One (1) 9503 on a cRIO-9030 takes up:
Total Slices: 47.8% (6361 out of 13300)
Slice Registers: 15.5% (16504 out of 106400)
Slice LUTs: 34.5% (18364 out of 53200)
Block RAMs: 5.0% (7 out of 140)
DSP48s: 4.5% (10 out of 220
If I add two (2) more 9503 modules, will I run out of slices? Has anyone tried three modules on a 9030?
As per my understanding, number of slices, LUTs, etc. occupied, depends on the final code compliled on FPGA side; not on cRIO module, what is gonna to be used with cRIO controller...
But I can be wrong, and there are some minimal requirements of resources what one should consider...
You posted this roughly 24hrs ago. You'd have had your answer ~23 hours ago if you had made a quick dummy project.
We have no idea what you're doing in your FPGA VI. You cannot get a reasonable answer here but you certainly could get the answer for yourself in a quick fashion
Based on the results you had above it looks like it might be tight but it is not a straightforward question.
Once the FPGA gets full the compiler will add more levels of optimisation. As yours is only half full it may not have fully optimised the code so just because one uses 47% does not necessarily mean 3 won't fit.
The only way to be sure is to add 3 in a project and attempt a compile. You don't have to have the hardware for the compile so you can confirm if it will work or not.
After posting I did make a project with three (3) NI 9503s on a 9030.
I used the example: LabVIEW 2016\examples\motion\Primitives\HW\9503 Torque Smoothing\9503 Stepper Drive (Torque Smoothing Coeff).lvproj
It barely fits, results:
Total Slices: 94.4% (9678 out of 10250)
Slice Registers: 31.7% (25986 out of 82000)
Slice LUTs: 75.8% (31082 out of 41000)
Block RAMs: 4.4% (6 out of 135)
DSP48s: 13.8% (33 out of 240)
I recompiled with a space optimization setting in the build spec but the numbers looked similar.
The reason I posted a question that could be 'answered' by just making a project and doing a test compile is that this is a waste of time if I could leverage someone else's experience. Also, do I need to make this for all the cRIO/FPGA options to figure out the minimum?
Maybe NI or someone else had experience with this module and the example. We are spec'ing out hardware for a new project, the solution may get productized, so the smaller the cRIO used the better.
In the past (with the power modules for cRIO) there were IEC power module packages that NI had put together that required a minimum size FPGA to function. The customer went with a smaller cRIO/FPGA and we ended up having to rework the FPGA project to fit the smaller FPGA.

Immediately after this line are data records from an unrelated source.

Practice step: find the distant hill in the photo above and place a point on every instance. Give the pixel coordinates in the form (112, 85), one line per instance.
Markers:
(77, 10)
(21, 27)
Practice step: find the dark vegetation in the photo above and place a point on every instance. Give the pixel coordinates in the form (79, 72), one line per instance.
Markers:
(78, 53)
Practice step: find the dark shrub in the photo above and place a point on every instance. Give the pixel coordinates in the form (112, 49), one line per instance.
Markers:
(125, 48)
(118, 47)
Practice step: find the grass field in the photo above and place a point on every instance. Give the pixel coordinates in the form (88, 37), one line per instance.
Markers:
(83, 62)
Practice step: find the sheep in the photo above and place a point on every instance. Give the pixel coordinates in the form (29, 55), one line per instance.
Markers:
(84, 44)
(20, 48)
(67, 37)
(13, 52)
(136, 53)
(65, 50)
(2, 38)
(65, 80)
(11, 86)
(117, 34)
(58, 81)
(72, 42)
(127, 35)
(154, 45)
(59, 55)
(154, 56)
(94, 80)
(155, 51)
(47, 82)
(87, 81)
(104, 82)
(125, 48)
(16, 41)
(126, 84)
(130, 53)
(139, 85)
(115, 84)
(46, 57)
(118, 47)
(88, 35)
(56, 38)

We are spec'ing out hardware for a new project, the solution may get productized, so the smaller the cRIO used the better.
Such questions should be discussed with your local NI representative!
When they can't answer directly they will ask NI support using your exact specs…
We can make some estimated guesses based on the reports but the only way to be certain is to try the compiles. What I can tell you from experience:
I'm afraid this is more of an art than a science when you are pushing the borders due to the compiler optimisations. The other thing is you can optimise code - you could perhaps look at that code and identify where you might be able to use registers to reduce the LUT requirement - though that can get tricky. Hopefully that explains some of what you are seeing though and offers some guidance.